No embalo da inteligência artificial generativa, a cadeia de semicondutores trocou as fichas de lugar. Pela primeira vez em quase uma década, os investimentos em equipamentos para fabricar chips de memória superaram os destinados a processadores lógicos. Quem confirma a guinada é a própria ASML, única fornecedora mundial das caríssimas máquinas de litografia ultravioleta extrema (EUV): 51 % de todo o faturamento da companhia no primeiro trimestre de 2026 veio de sistemas voltados à produção de DRAM de alta largura de banda (HBM). No trimestre anterior, essa fatia era de 30 %, sinal claro de que a “corrida do ouro” da IA está, literalmente, escrita em bits de memória.
Por que a HBM virou a estrela da vez?
Modelos como ChatGPT, Midjourney ou Claude precisam acessar gigantescos conjuntos de dados em tempo real. Para isso, as GPUs de ponta — pense em uma NVIDIA H100 ou AMD Instinct MI300 — dependem de pilhas de HBM3E e, em breve, HBM4, que oferecem dezenas de vezes mais banda que módulos DDR5 convencionais. Só há um problema: empilhar várias camadas de DRAM sobre o processador requer gravar circuitos cada vez menores, algo impraticável sem a litografia EUV.
EUV x DUV: entenda a tecnologia que decide quem fica na liderança
Na comparação simplificada, EUV usa um comprimento de onda de 13,5 nm para “desenhar” transistores, enquanto a DUV (ultravioleta profundo) trabalha na faixa de 193 nm e exige múltiplas exposições. Com menos etapas, a EUV:
- Reduz erros e aumenta rendimento por wafer;
- Permite features abaixo de 5 nm com mais consistência;
- Acelera a introdução de novos nós como A14 (1,4 nm) e A10 (1 nm), já no roteiro da ASML até 2033.

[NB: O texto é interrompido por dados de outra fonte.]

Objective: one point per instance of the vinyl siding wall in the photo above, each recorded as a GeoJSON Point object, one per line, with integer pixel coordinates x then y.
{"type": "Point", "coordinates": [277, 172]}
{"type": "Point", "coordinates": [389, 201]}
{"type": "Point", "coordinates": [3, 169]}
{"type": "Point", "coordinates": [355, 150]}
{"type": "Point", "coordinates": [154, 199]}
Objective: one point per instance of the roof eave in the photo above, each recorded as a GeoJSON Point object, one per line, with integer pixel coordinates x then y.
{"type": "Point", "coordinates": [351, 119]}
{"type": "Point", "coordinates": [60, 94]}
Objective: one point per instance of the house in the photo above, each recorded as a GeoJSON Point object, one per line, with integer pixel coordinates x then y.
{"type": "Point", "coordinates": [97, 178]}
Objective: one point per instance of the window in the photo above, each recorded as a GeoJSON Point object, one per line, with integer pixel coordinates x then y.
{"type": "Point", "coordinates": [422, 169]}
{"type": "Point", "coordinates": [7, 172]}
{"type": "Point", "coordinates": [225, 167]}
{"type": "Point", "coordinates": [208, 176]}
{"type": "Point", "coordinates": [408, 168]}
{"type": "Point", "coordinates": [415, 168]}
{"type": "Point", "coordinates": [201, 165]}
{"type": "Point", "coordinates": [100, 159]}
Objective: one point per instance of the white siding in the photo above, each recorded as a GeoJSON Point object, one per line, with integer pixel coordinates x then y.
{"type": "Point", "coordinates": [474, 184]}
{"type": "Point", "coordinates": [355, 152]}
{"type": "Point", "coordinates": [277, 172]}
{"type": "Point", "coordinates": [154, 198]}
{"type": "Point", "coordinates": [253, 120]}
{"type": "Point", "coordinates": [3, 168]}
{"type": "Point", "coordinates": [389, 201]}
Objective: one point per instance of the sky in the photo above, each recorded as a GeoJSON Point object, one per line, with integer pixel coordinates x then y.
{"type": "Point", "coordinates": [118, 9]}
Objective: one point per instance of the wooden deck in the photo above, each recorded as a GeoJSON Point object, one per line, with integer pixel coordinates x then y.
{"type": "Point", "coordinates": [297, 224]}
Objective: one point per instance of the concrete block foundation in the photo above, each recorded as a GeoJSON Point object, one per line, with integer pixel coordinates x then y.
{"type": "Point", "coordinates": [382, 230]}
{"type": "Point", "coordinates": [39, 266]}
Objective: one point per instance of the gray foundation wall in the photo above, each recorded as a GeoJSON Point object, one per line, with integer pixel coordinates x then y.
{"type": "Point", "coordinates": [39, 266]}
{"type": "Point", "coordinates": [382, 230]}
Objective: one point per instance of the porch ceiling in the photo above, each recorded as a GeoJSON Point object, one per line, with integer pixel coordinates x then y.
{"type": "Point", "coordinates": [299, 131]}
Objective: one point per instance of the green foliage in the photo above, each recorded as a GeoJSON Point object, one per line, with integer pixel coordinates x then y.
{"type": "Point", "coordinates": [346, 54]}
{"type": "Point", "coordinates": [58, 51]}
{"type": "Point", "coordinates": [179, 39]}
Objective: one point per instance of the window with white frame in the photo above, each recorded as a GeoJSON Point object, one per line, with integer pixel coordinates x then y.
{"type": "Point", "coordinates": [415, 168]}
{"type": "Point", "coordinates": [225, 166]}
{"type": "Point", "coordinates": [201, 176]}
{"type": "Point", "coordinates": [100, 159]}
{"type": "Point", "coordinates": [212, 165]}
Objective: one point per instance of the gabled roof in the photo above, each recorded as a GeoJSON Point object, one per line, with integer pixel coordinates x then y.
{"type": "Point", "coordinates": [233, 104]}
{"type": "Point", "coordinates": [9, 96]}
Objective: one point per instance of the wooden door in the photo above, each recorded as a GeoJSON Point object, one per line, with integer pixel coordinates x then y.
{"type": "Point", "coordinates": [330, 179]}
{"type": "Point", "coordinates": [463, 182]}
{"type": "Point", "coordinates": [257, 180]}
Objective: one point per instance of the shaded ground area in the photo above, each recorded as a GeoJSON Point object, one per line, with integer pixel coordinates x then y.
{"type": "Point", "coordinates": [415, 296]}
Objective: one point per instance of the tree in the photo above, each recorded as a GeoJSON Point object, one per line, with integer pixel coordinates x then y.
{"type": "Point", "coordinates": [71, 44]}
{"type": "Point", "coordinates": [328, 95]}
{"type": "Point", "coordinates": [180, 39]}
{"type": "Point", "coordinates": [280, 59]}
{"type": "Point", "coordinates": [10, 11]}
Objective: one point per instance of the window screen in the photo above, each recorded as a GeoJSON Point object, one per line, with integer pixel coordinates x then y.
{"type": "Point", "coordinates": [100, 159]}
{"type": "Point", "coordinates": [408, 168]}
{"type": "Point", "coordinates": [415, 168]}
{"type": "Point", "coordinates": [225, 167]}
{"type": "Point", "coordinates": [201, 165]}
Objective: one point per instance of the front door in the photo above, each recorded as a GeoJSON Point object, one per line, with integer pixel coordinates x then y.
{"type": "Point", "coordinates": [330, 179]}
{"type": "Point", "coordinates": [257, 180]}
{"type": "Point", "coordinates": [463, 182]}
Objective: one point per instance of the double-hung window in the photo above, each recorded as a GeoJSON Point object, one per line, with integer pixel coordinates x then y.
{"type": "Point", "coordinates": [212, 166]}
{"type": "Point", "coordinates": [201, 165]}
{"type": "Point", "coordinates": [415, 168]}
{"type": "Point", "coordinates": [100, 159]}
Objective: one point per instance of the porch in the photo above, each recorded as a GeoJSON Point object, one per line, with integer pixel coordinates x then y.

O resultado aparece no caixa: as vendas de máquinas EUV já representam 66 % da receita da holandesa. Os sistemas DUV, ainda imprescindíveis para chips menos avançados, respondem por 23 % — muitos deles direcionados à China, que não pode comprar EUV devido às sanções comerciais.
Quem está comprando — e por quê?
Coreia do Sul lidera, com 45 % das remessas, impulsionada por Samsung e SK Hynix. Taiwan aparece em segundo (23 %), seguida de China (19 %) e Estados Unidos (12 %). As posições refletem prioridades distintas:
- Samsung e SK Hynix correm para aumentar a oferta de HBM3E ainda em 2024 e iniciar a produção de HBM4 em 2025.
- TSMC foca em nós lógicos de 3 nm e 2 nm, mas não quer perder terreno em memória 3D.
- A China turbina fábricas de tecnologia madura (28 nm a 65 nm) para manter smartphones, IoT e automotivo rodando — tudo com DUV.
Produtividade: a próxima barreira
O EUV mais avançado da ASML hoje, o NXE:3800E, grava 230 wafers por hora. Para atender contratos multibilionários com NVIDIA, AMD e Apple, a empresa já desenha um salto para 330 wafers/h na próxima década. A meta não é trivial: exige fontes de luz ainda mais potentes, óticas Zeiss redesenhadas e um controle térmico milimétrico.
Imagem: William R
O que isso significa para você?
Se você está de olho em uma futura placa de vídeo ou no upgrade para memória DDR5, anote: o gargalo deixou de ser o chip de processamento e passou a ser a memória de altíssima banda. Cada wafer extraído de uma máquina EUV converge para produtos que chegarão ao varejo em 12 a 24 meses. À medida que a oferta de HBM se estabilizar, analistas projetam uma queda gradual nos preços de GPUs topo de linha e, indiretamente, uma maior disponibilidade de DRAM DDR5 de alta velocidade para desktops e notebooks gamer.
Em outras palavras, o avanço desses gigantescos “fotocopiadores” de silício pode encurtar o tempo entre o anúncio daquela GPU dos sonhos e o momento em que ela finalmente cabe no seu orçamento. Fique de olho: a literal “loteria dos wafers” nunca foi tão decisiva para o hardware que usamos (e compramos) todos os dias.